15 films top hors top (2/4)
Comme chaque année maintenant, nous revenons sur quelques films qui nous ont beaucoup intéressé mais sur lesquels nous n’avons pas eu le temps de (suffisamment) nous attarder. Heureusement pour nous, pauvres humains, il n’est jamais trop tard pour une belle découverte de dernière minute avant de constituer le Top Ten ultime !
Juliette au printemps – Blandine Lenoir
Sept sanglots, cinq chocolats, deux bols de chips triangle et un film plus tard.
Juliette prend le train. Elle rentre dans sa ville natale et prend un peu de temps pour elle parce que ça ne va pas bien. Elle loge chez son père, prend le café chez sa sœur, passe voir sa grand-mère et se rend au vernissage de sa mère. Elle se pose et se repose.
Juliette rentre chez elle mais ce qu’elle ne sait pas, c’est que c’est chez moi. C’est mes maisons, mes rues, mes villes moyennes de Rhône-Alpes. Elle rentre dans ma famille dans laquelle il y a les choses qu’on ne dit pas parce que comme ça c’est mieux, le chat qui glisse dans la gouttière et le grincement spécifique du vieux plancher qui contient tous les souvenirs. Il y a papa, maman, qui ne sont plus ensemble mais qui nous aiment tout court. La grande sœur qui se démène dans tous les sens pour tenir la barre du navire qu’est sa famille, et, si au passage elle peut y trouver un peu d’amour, alors qu’elle ne se prive pas ! Il y a les objets dans tous les sens, les saucisses brûlées, les cartons qu’on ne veut pas jeter et les animaux qui nous regardent s’affairer autour des repas de famille. La vie déborde et déborde.
Juliette dessine, capture les instants et le bonheur à sa manière, à défaut de comprendre ce qui la ronge. Elle ne va pas bien, mais elle se laisse porter par la vie et rencontre Pollux, le locataire de la maison de sa grand-mère. Ensemble ils auront deux bières et un caneton.
Juliette au printemps c’est moi. Les angoisses, les larmes pour rien, les tocs, les baisses de tension, la petite sœur, l’artiste, la sensible. Mais aussi le bonheur de rentrer chez soi, les flans, la serre, la peinture, les dessins, l’amour inconditionnel. C’est ma vie à l’écran. On m’a dit « Lucile tu vas écrire dessus parce que tu vas aimer ». Ah bon ? Ah, bah d’accord. Ah bah, oui, en fait. Évidence.
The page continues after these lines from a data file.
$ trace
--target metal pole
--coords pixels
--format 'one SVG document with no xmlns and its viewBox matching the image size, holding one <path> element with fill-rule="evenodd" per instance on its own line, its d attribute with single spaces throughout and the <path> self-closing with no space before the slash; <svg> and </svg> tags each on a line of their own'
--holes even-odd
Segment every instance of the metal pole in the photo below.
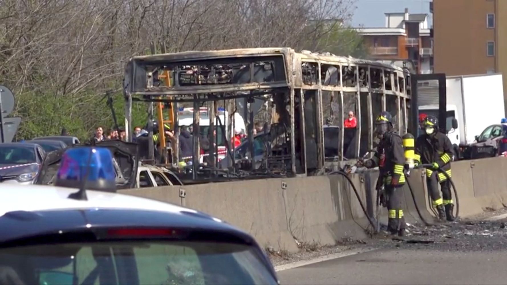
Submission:
<svg viewBox="0 0 507 285">
<path fill-rule="evenodd" d="M 4 90 L 0 89 L 0 138 L 2 139 L 2 142 L 5 142 L 5 138 L 4 136 L 4 109 L 2 107 L 2 92 Z"/>
<path fill-rule="evenodd" d="M 150 161 L 155 160 L 155 153 L 154 148 L 155 147 L 155 142 L 153 141 L 153 102 L 150 102 L 148 105 L 148 128 L 149 133 L 148 134 L 148 159 Z"/>
</svg>

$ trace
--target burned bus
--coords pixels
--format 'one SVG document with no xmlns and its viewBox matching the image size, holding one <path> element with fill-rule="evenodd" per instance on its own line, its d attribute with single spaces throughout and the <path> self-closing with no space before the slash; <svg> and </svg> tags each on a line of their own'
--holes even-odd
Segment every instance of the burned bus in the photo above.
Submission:
<svg viewBox="0 0 507 285">
<path fill-rule="evenodd" d="M 125 69 L 126 127 L 131 139 L 131 108 L 136 101 L 170 102 L 175 106 L 176 117 L 178 105 L 190 104 L 195 110 L 207 107 L 215 110 L 217 118 L 217 109 L 225 108 L 232 118 L 235 102 L 242 100 L 248 151 L 238 158 L 235 148 L 227 144 L 227 155 L 235 162 L 231 171 L 313 175 L 327 164 L 353 161 L 373 148 L 374 118 L 383 111 L 392 114 L 399 133 L 403 135 L 407 131 L 413 117 L 408 115 L 410 77 L 407 69 L 394 65 L 306 51 L 298 53 L 288 48 L 136 56 Z M 169 81 L 164 82 L 167 78 Z M 255 99 L 265 101 L 264 115 L 250 108 Z M 351 111 L 357 124 L 344 127 L 346 114 Z M 197 134 L 198 114 L 194 112 L 193 123 Z M 256 164 L 252 161 L 259 157 L 254 154 L 253 129 L 259 117 L 265 119 L 269 130 L 264 130 L 262 162 Z M 210 120 L 210 124 L 223 127 L 225 122 L 221 121 Z M 231 121 L 227 123 L 233 123 Z M 177 126 L 174 131 L 173 148 L 178 149 Z M 225 133 L 220 132 L 226 140 L 234 135 Z M 214 132 L 206 137 L 209 141 L 216 141 Z M 201 167 L 202 139 L 196 136 L 193 140 L 194 173 Z M 209 159 L 206 167 L 218 171 L 216 150 L 209 148 L 207 152 Z M 178 153 L 172 153 L 173 163 L 179 161 Z"/>
</svg>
J’ai lu la BD, elle est très bien ; le film est meilleur. C’est une adaptation qui s’envole parfois, au-delà des limites des cases et du temps. Marylou, la sœur de Juliette, coupe les cheveux d’une jeune fille devant France 3. Elle est prise d’un rêve de beauté soudain. Elle qui va si vite si fort tout le temps… elle s’arrête une minute et regarde. Elle voit deux patineurs artistiques à la télé, on les observe attentivement à ses côtés. Et c’est elle qui s’élève devant nos yeux. Petit à petit, Marylou change. Elle ne veut plus être femme de mère de fille de. Elle veut être un être sensible et pleine de grâce, elle aussi.
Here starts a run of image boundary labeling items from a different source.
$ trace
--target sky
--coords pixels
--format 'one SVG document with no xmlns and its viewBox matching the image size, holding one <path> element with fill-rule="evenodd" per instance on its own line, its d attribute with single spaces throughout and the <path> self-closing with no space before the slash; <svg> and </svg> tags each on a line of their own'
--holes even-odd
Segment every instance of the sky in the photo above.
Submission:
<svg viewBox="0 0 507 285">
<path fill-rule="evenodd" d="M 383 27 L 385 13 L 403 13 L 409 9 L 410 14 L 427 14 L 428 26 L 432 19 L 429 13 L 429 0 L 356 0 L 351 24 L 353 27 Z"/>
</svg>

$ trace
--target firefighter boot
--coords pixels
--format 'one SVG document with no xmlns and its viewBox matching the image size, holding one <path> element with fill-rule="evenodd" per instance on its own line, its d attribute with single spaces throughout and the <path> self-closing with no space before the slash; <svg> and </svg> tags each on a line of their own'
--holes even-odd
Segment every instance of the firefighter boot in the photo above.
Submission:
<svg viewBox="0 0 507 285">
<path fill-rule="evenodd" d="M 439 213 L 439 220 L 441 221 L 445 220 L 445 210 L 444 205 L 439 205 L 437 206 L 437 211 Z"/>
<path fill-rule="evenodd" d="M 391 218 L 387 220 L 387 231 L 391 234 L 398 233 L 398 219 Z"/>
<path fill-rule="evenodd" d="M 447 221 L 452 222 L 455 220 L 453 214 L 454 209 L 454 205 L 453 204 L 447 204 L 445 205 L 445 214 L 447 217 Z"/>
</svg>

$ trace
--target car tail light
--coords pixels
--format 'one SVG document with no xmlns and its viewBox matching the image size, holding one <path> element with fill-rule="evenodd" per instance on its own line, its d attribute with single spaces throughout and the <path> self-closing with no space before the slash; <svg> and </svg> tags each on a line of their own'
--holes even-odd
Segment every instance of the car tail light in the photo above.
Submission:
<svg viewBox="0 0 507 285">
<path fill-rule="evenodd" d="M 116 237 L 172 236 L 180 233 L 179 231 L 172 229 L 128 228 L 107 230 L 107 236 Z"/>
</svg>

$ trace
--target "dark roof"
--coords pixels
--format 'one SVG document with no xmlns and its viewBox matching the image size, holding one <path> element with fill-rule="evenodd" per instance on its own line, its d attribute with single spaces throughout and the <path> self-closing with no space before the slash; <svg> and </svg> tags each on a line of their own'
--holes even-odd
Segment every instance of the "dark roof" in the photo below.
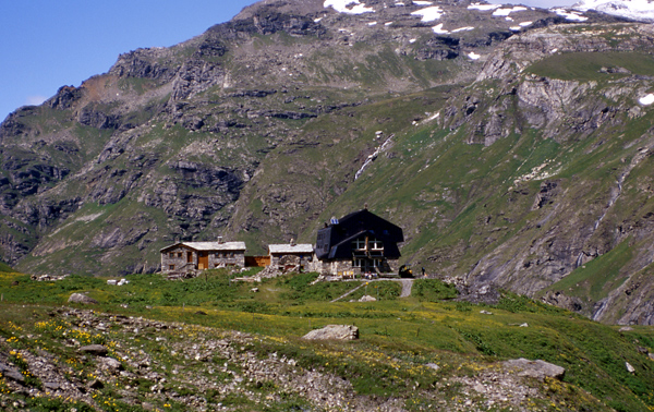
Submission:
<svg viewBox="0 0 654 412">
<path fill-rule="evenodd" d="M 404 241 L 402 229 L 367 209 L 351 213 L 338 223 L 318 230 L 316 256 L 318 259 L 351 258 L 352 241 L 365 234 L 384 242 L 384 256 L 400 257 L 397 244 Z"/>
</svg>

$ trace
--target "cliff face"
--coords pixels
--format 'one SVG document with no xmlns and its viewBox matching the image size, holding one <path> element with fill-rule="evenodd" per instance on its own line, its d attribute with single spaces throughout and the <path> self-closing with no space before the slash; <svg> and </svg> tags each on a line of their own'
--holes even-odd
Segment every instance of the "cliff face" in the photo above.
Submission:
<svg viewBox="0 0 654 412">
<path fill-rule="evenodd" d="M 259 2 L 8 117 L 2 258 L 154 271 L 174 240 L 262 253 L 367 202 L 405 263 L 652 324 L 650 25 L 325 4 Z"/>
</svg>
Juliette, Marylou, leurs deux parents, leur grand-mère, Stéphane, les gosses, les animaux, Pollux le gentil locataire du palier, les maisons, les petits-déjeuners et les haies vertes mal taillées. Et puis ce dessin. Son vieux père et trois enfants dans ses bras avec lesquels « il se sentait le roi du monde ».
C’est rempli du banal de la vie, mais cette vie c’est la mienne, c’est la vôtre un peu aussi je l’espère. On pleure proportionnellement à la joie qu’on a pu ressentir, alors merci. Je m’en vais verser quelques larmes et cramer des saucisses.
Lucile Laurent
Laissez-moi de Maxime Rappaz
« Elle change d’amant comme de chemise » : voilà qui ferait un bon sous-titre au premier long-métrage de Maxime Rappaz. Laissez-moi s’ouvre sur Claudine (Jeanne Balibar), dos à la caméra, portée par un tramway vers une destination inconnue. On la découvre dans la seconde séquence : d’immenses montagnes suisses impriment l’écran. Statique, le plan large laisse entrer son personnage dans le creux central de son image où une minuscule silhouette marche d’un pas décidé sur le pont d’un gigantesque barrage. Bottines à talon, robe et manteau blanc, couleur tranchée par des lèvres teintées d’un rouge franc, le spectateur observe pour la première fois l’apparence séductrice de Claudine dans une télécabine en descente vers un hôtel de montagne où résident des vacanciers de passage. En habituée, elle y fréquente des hommes pour le temps d’une coucherie stérile, avant de rentrer chercher son fils handicapé, Baptiste (Pierre-Antoine Dubey), chez une vieille voisine. La première partie du film révèle une femme prise dans une vie d’un bleu ecchymose : le soir, elle suspend l’habit blanc du lendemain, se réveille et dépose Baptiste chez la voisine. Elle rejoint les montagnes, couche, puis remonte travailler aux commandes des clientes, changée en couturière. Ce rituel n’est pas sans rappeler les aliénations de Chantal Akerman, manifestées par des tâches domestiques astreignantes auxquelles Jeanne Dielman s’oblige afin de se prémunir. Contre quoi ?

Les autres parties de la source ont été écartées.